I'm not the man you thought I was

I recently discovered that some of you have come here looking for an entirely different Derek Gentry.

So, just to clarify: I'm not him. I'm me.

I can certainly understand the confusion. In addition to having the same name, this other Derek Gentry and I are roughly the same age, and we both work in IT. The difference between us, it seems, is that he has been accused of defrauding a scented candle company out of $800,000, whereas I...well, my rigorous TV-watching schedule just doesn't allow for projects that ambitious.

I will admit, however, that after visiting the alleged candle company's website, I sorta wanted to bring them down too. I can't really explain or justify this impulse…I guess it’s just a Derek Gentry thing.

According to HowManyOfMe.com, there are thirty-one Derek Gentrys in the US, something that I was blissfully unaware of until recently. But now whenever I come across one of us, I wonder, Is he a better Derek Gentry than I am? Has he more fully realized his Derek Gentry potential than I have? My conclusion: Probably. I’ve always suspected that somebody else could do a better job of being me.

I also wonder: Would I have become a different person if I'd been given a different name? I think I would. A judge in New Zealand actually made a 9-year-old girl a ward of the court because her parents had named her Talula Does The Hula From Hawaii, saying that the name "makes a fool of the child and sets her up with a social disability and handicap." I agree, and also I think the same could be said of the other names mentioned in the article, like "Number 16 Bus Shelter." How could you not be affected by growing up with a name like that?

Derek Gentry has been pretty good to me though. It did not lend itself to playground taunting, which is an important test of any name. As a kid, I sometimes wished that I was named “Steve,” but that was only because I also wanted to be The Six Million Dollar Man. At other times, I wished that Derek shortened to something, or that I had a nickname, but I've gotten over that.

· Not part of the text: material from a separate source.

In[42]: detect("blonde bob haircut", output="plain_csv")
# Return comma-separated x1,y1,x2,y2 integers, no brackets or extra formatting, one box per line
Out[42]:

I now work at a company where nicknaming is rampant, but unfortunately, these nicknames are often based on your initials. As a result, I get called DAG, DAGman, DAGmar, and DAGnabbit. None of these is exactly music to my ears, but the best one by far is "DAGmaster," which blossoms into "DAGmastah" when pronounced with the propah Massachusetts accent. If I ever pull a Joaquin Phoenix and drop IT for hip-hop, I will adopt the name DagMastah Flash.

Until then, you can just call me Derek. If it's even me you're looking for.